I want you to know that focusing on someone else's failure or success is the wrong way to live. — Scott Cawthon

I want you to know that focusing on someone else's failure or success is the wrong way to live.

Author: Scott Cawthon

Insight: We live in an age where comparison feels involuntary. Someone gets promoted, and you feel smaller. Someone's business fails, and you feel oddly reassured. The pull toward measuring yourself against others is constant—it's baked into social media, into how we talk about ambition, into the nervous questions we ask at reunions. But here's the thing: when you're genuinely focused on whether someone else is winning or losing, you're not actually focused on your own life. You're living in reaction mode instead of creation mode. The less obvious part is that this applies to both directions. We think the problem is comparing ourselves downward—feeling bad because someone else succeeded. But comparing upward, scanning for others' failures so we can feel relieved or superior, is equally hollow. Both steal your energy and attention from what actually matters: the specific, unglamorous work of building the life you actually want. That sounds simple until you catch yourself scrolling through someone's struggles, or mentally cataloging someone else's wins. The moment you notice that habit is actually the moment you can break it.

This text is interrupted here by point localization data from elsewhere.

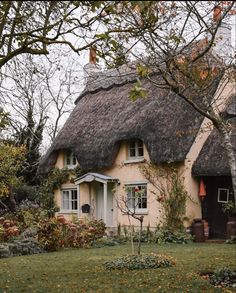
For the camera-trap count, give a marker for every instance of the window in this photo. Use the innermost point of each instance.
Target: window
(137, 196)
(69, 200)
(135, 149)
(223, 195)
(70, 160)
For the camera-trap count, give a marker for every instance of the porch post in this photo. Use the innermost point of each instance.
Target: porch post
(105, 202)
(78, 200)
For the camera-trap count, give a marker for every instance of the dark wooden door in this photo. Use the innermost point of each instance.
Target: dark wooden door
(217, 189)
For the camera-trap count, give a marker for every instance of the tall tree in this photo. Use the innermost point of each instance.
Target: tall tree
(34, 26)
(37, 93)
(187, 48)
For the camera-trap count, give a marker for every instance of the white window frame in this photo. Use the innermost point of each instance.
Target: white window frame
(219, 191)
(134, 207)
(70, 200)
(70, 156)
(136, 149)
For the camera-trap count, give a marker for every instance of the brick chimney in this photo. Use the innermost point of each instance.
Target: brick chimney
(92, 69)
(92, 55)
(222, 42)
(217, 13)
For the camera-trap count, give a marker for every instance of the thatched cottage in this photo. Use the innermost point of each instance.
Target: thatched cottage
(110, 135)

Stop measuring yourself against others

I want you to know that focusing on someone else's failure or success is the wrong way to live.

We live in an age where comparison feels involuntary. Someone gets promoted, and you feel smaller. Someone's business fails, and you feel oddly reassured. The pull toward measuring yourself against others is constant—it's baked into social media, into how we talk about ambition, into the nervous questions we ask at reunions. But here's the thing: when you're genuinely focused on whether someone else is winning or losing, you're not actually focused on your own life. You're living in reaction mode instead of creation mode.

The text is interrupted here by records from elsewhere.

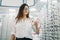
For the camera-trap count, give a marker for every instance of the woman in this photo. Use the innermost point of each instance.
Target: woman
(23, 25)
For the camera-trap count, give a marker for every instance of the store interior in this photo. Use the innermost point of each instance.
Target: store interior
(48, 12)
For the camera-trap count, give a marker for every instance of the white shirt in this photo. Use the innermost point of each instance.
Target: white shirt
(23, 29)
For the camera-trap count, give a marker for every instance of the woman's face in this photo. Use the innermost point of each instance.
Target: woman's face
(26, 10)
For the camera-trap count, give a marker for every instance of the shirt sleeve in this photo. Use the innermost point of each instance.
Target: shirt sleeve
(13, 29)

The less obvious part is that this applies to both directions. We think the problem is comparing ourselves downward—feeling bad because someone else succeeded. But comparing upward, scanning for others' failures so we can feel relieved or superior, is equally hollow. Both steal your energy and attention from what actually matters: the specific, unglamorous work of building the life you actually want. That sounds simple until you catch yourself scrolling through someone's struggles, or mentally cataloging someone else's wins. The moment you notice that habit is actually the moment you can break it.

AI generated

Comments

Sign in to leave a comment or reply to one.

Sign in

Scott Cawthon

Scott Cawthon is an American video game designer and developer best known for creating the popular horror game series "Five Nights at Freddy's." He initially gained recognition for his work in the indie game community and has since expanded his franchise to include books, merchandise, and a film adaptation. Cawthon's unique blend of storytelling and suspenseful gameplay has made him a prominent figure in the gaming industry.